What type of loyalty or relationship do you or can you have with Kleenex® -- aside from the obvious? What about canned soup, beer, cereal, or dog food? You might find it easier to answer if I asked about your relationship with your BMW, Lexus, iPod, or cell phone. There is more involvement in these products and a longer consideration process. Think about what level of involvement you have with each of the products and services you interact with daily, and then think about how you use information to help form and sustain these buying decisions.

In the email channel, we are often so far down the line that when asked how email can help build a loyalty or relationship marketing program, it's almost a useless effort. We've all been there. The sheer fact that the channel doesn't take a king's ransom to put in place may be the reason the channel gets thrown the proverbial "pork chop." But the expectations of the brand marketer and the relative effect the email channel can have aren't always aligned in the minds of the advertiser. This is not to say email doesn't have a huge impact on helping people make decisions, or that people who engage a brand through email aren't likely to be more involved in the brand. But can email sustain itself alone or as an afterthought to overall marketing?



Email can do a lot of things for many programs, but it begins with aligning reality with results when doing communication planning. Email is content and information -- and you must match the consumer's need for information with all the things you think about as a marketer, such as consideration cycle, conversion cycle, seasonality, consumer life cycle and the relative degree of involvement a consumer will actually have with the product or brand. Some might call it a curriculum program of sorts.

In its simplest form, email can be:

- The gateway to the consumer for the brand that is blinded by the distribution network.

- The representative pulse of the industry and market representation of the consumer.

- The notification and personalized curriculum guide to the product/brand experience.

- The entertainment vehicle that bridges brand awareness to brand advocacy.

While most of us have programs in place and can't stop the wheels in motion, we should take a step back and think about what we are really trying to do, how people "consume" email, and the relative exchange. That is what makes communication "creative."

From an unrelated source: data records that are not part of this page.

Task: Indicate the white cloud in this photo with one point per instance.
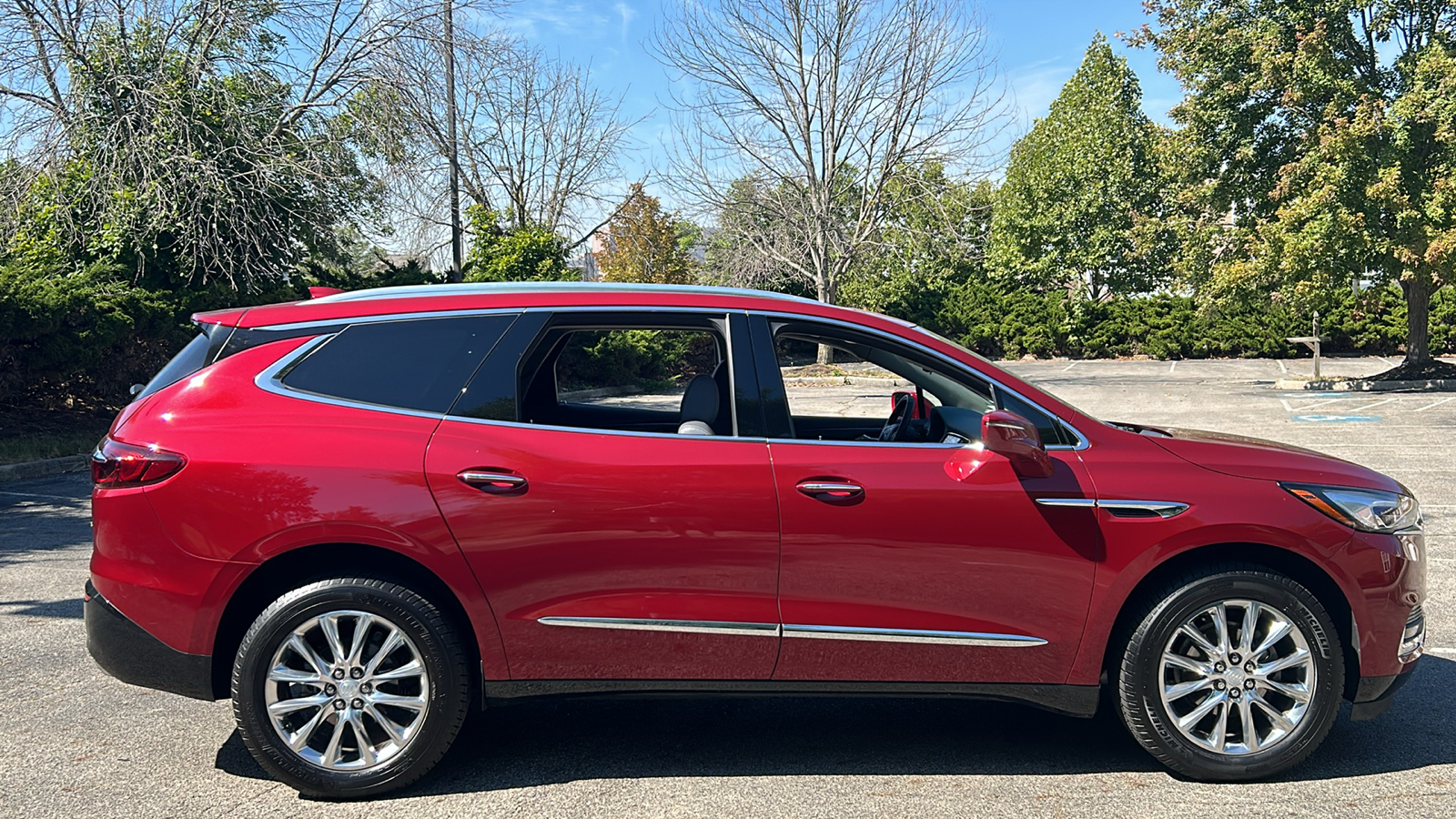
(538, 18)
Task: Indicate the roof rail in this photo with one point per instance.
(509, 288)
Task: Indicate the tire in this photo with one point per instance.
(363, 723)
(1161, 698)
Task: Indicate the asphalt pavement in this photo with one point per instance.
(75, 742)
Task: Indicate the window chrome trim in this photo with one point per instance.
(388, 318)
(1159, 508)
(271, 380)
(958, 366)
(679, 625)
(912, 636)
(271, 385)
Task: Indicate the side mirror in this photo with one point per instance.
(1008, 433)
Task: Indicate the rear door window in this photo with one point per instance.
(189, 360)
(412, 365)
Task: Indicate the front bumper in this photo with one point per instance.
(126, 652)
(1376, 694)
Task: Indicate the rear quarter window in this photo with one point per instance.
(411, 365)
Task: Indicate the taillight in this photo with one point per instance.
(116, 464)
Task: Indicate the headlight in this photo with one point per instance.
(1369, 511)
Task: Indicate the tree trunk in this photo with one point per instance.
(1419, 319)
(826, 293)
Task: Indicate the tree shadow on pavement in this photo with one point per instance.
(43, 516)
(551, 742)
(72, 608)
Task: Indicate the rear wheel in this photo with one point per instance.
(1234, 675)
(349, 687)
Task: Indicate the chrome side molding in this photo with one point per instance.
(912, 636)
(683, 625)
(1121, 508)
(798, 630)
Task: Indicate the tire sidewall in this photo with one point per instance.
(407, 611)
(1289, 599)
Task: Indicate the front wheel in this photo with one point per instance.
(349, 687)
(1235, 675)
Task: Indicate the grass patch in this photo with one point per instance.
(29, 433)
(47, 445)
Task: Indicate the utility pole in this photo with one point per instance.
(456, 245)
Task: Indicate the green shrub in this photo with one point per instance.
(999, 319)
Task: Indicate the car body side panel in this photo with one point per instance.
(269, 472)
(1223, 511)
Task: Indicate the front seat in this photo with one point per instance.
(699, 407)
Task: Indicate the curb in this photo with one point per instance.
(1331, 385)
(44, 468)
(842, 380)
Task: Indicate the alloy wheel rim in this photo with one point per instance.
(1237, 678)
(347, 691)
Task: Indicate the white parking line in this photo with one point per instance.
(35, 494)
(1315, 404)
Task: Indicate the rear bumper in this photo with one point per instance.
(126, 652)
(1376, 694)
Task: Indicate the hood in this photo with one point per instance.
(1266, 460)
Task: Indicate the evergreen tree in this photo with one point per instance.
(644, 244)
(1082, 189)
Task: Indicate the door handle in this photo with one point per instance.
(492, 481)
(832, 491)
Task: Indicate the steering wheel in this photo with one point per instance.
(897, 428)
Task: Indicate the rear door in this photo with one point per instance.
(609, 545)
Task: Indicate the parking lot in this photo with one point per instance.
(80, 743)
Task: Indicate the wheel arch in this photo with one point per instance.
(1280, 560)
(306, 564)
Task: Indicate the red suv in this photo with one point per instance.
(364, 515)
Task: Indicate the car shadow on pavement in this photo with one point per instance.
(72, 608)
(551, 742)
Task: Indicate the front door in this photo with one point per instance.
(609, 545)
(919, 560)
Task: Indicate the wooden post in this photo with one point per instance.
(456, 244)
(1315, 334)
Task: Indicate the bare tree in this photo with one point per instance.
(206, 126)
(538, 138)
(801, 114)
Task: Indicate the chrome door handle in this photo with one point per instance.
(832, 491)
(492, 481)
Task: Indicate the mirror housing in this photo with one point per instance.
(1008, 433)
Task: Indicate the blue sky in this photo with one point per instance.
(1040, 44)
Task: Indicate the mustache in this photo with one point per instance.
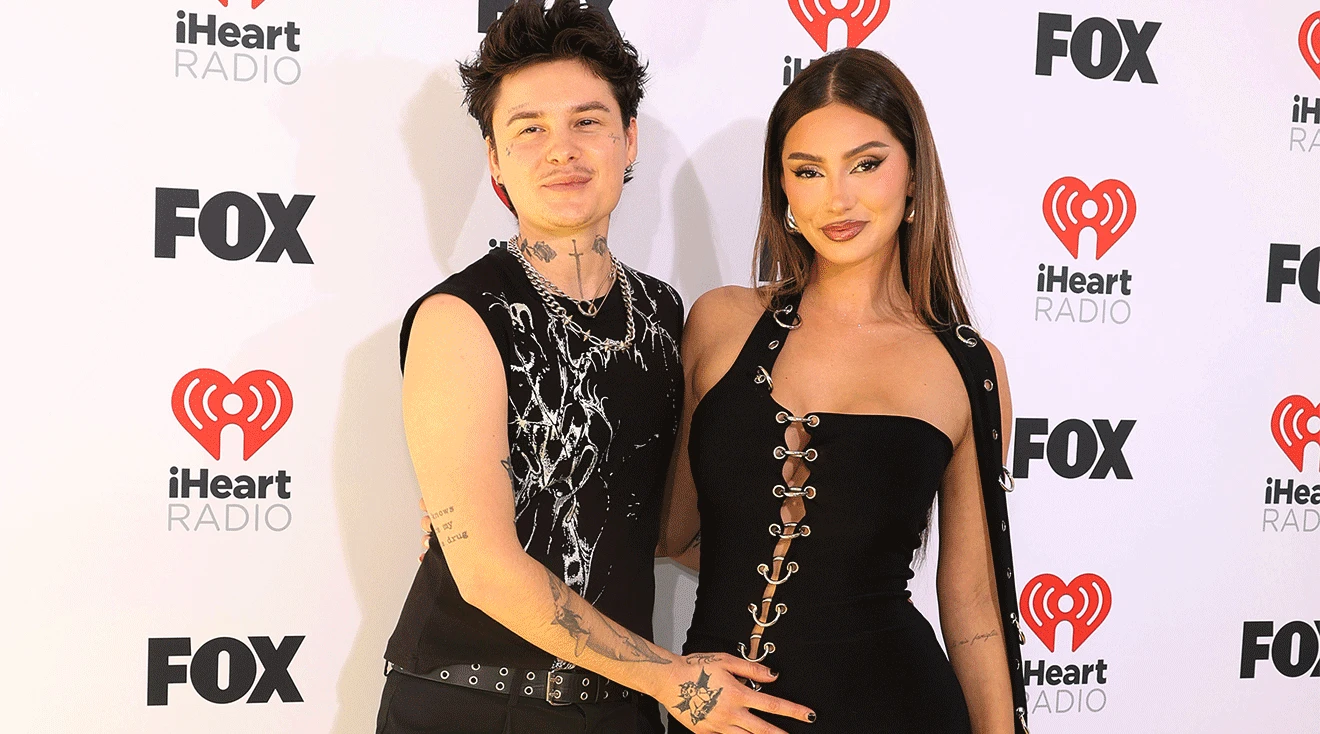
(568, 174)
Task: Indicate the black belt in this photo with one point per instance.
(559, 688)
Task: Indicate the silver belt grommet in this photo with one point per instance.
(1006, 479)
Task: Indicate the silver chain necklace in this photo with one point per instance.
(548, 291)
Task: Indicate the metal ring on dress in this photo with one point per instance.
(782, 491)
(764, 572)
(786, 310)
(1006, 479)
(779, 611)
(799, 531)
(764, 650)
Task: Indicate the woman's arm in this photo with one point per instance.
(680, 523)
(718, 324)
(965, 582)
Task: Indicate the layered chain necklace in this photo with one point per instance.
(588, 306)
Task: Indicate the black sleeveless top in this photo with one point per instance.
(823, 600)
(590, 433)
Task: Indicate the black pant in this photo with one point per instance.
(412, 705)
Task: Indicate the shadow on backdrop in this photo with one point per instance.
(729, 163)
(374, 485)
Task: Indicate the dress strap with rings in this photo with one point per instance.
(981, 380)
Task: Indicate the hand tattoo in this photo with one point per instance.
(590, 629)
(697, 699)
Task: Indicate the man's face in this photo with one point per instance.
(560, 147)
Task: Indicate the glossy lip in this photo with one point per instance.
(844, 231)
(570, 182)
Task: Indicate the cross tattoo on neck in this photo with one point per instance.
(577, 260)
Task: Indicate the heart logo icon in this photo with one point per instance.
(1291, 427)
(1042, 606)
(1064, 209)
(1308, 41)
(263, 407)
(861, 17)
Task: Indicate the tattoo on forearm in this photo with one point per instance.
(590, 629)
(981, 636)
(441, 512)
(445, 532)
(697, 699)
(693, 543)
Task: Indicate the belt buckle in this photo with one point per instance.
(552, 680)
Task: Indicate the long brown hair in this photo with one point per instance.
(928, 250)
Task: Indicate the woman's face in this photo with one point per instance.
(848, 180)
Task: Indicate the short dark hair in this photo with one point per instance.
(528, 33)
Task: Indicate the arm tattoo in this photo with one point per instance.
(589, 629)
(693, 543)
(991, 634)
(697, 699)
(577, 260)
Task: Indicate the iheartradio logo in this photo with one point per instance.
(259, 403)
(861, 17)
(1087, 600)
(1308, 41)
(1295, 423)
(1113, 206)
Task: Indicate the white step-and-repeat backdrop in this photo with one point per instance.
(215, 213)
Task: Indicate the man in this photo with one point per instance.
(541, 395)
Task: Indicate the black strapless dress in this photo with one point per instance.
(823, 601)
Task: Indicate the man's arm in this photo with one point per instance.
(456, 421)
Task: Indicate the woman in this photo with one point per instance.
(829, 407)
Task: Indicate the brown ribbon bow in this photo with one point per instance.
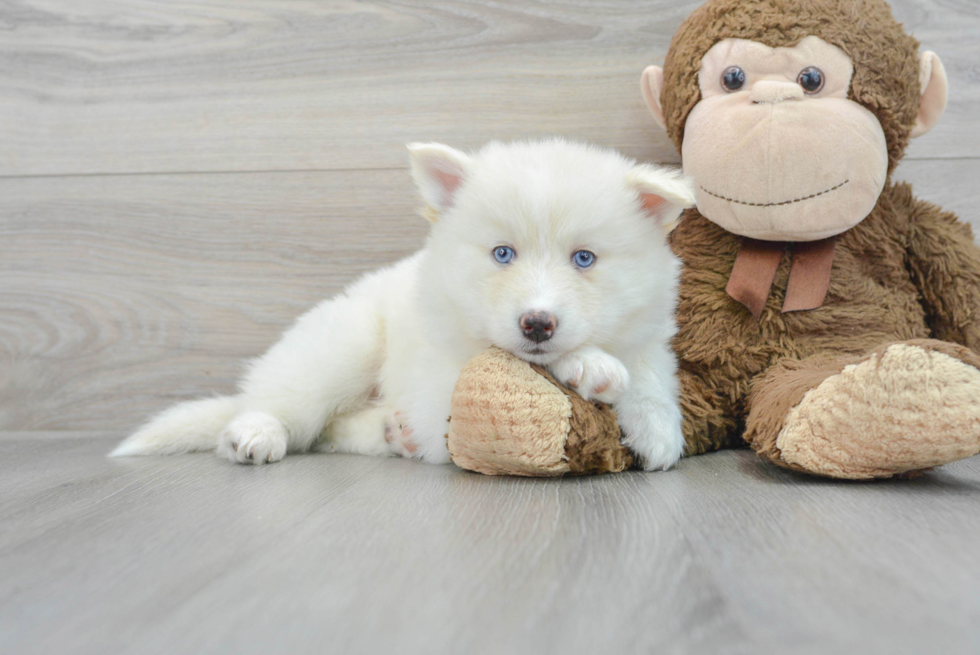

Now -- getting back to Kleenex®. While I personally have no affinity for this type of product -- I'll use whatever is available and would have no desire for email from this brand -- many who are active users of this product would differ. So, I actually found something interesting: (the history of Kleenex®). I decided to "Share it with a Friend," but found it only delivered a blank image and no link back to the site.

Aside from the fact that this program didn't deliver on the consumer expectation, the question is, what value does this type of program have on the business? Although it was tied to a larger branding initiative, did it fall short digitally? Like most, it seems to be an after-the-fact consideration -- maybe for the sheer fact that the marketer is struggling with the connection it can make through email.

So, the question looms: Are brands being proactive and creative in matching their needs to keep product and company messages in front of their customers? Are they aligning it with what the consumers really will consume through email, based on their level of involvement with the product? Most still think of our email channel as a coupon delivery or sales message, or as a notification of a new site. Email has always seemed like the right thing to do, and as we strive for relevancy in this space maybe we should put more pressure on our agencies and marketers to be accountable for the contribution and proactive nature of how email influences the brand experience. I give Kleenex® some credit for trying.